This publication, which was written by YCP Solidiance’s M&A experts, explores how the next decade of Alternative Financing will be driven by Buy Now Pay Later (BNPL) and Peer-to-Peer (P2P) Lending—specifically analyzing the different success factors for each segment, the shifting dynamic of M&A within BNPL (where the type of acquirers are becoming increasingly diverse), and the particular valuation techniques used to value these companies, taking into account the challenges surrounding their growth stages and lack of profitability.

Exploring Fintech M&A Entry Strategies and Opportunities for BNPL and P2P
For BNPL, the key to success is achieved more organically than with P2P Lending, in which the establishment of a strong retail footprint and brand presence is critical. On the other hand, P2P lending has a stronger reliance on technological innovation for its competitive advantage, making it suitable for startups and attracting venture capital and private equity funding. 

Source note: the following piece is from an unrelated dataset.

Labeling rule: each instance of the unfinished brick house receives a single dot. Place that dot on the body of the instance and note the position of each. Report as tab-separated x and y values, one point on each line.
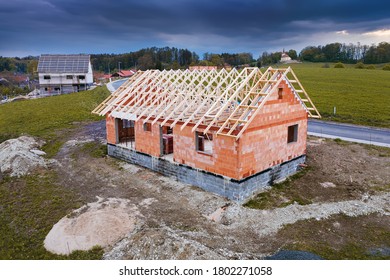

For strategic investors, though, particularly those with diverse retail networks, BNPL M&A opportunities will be more attractive as they can leverage their existing merchant relationships for swift adoption.

This is supported by the trend in M&A, with the BNPL industry witnessing a notable shift in the type of buyers involved. From 2017 to 2020, consolidation was primarily driven by existing BNPL players, but since 2021, financial services firms and traditional banks have become the dominant buyers, accounting for over 60% of global transactions. This shift can be attributed to the popularity of BNPL among consumers, the refinement of regulatory oversight, and the opportunity for banks to expand their range of financial services. 

As the macroeconomic environment stabilizes, M&A activity is expected to increase. E-commerce and retail conglomerates could become the next prominent buyers of BNPL, particularly those with strong merchant networks and brand presence. These companies can benefit from the insights into customer spending behavior that BNPL services provide, enabling them to make informed business decisions. 


With a resurgence in M&A activity, an accurate valuation of BNPL and P2P Lending firms will become an increasingly desirable service. However, due to their growth stage and lack of profitability, challenges in valuation will remain. A tailored approach of standard valuation methodologies such as income, market, or asset approach will be required.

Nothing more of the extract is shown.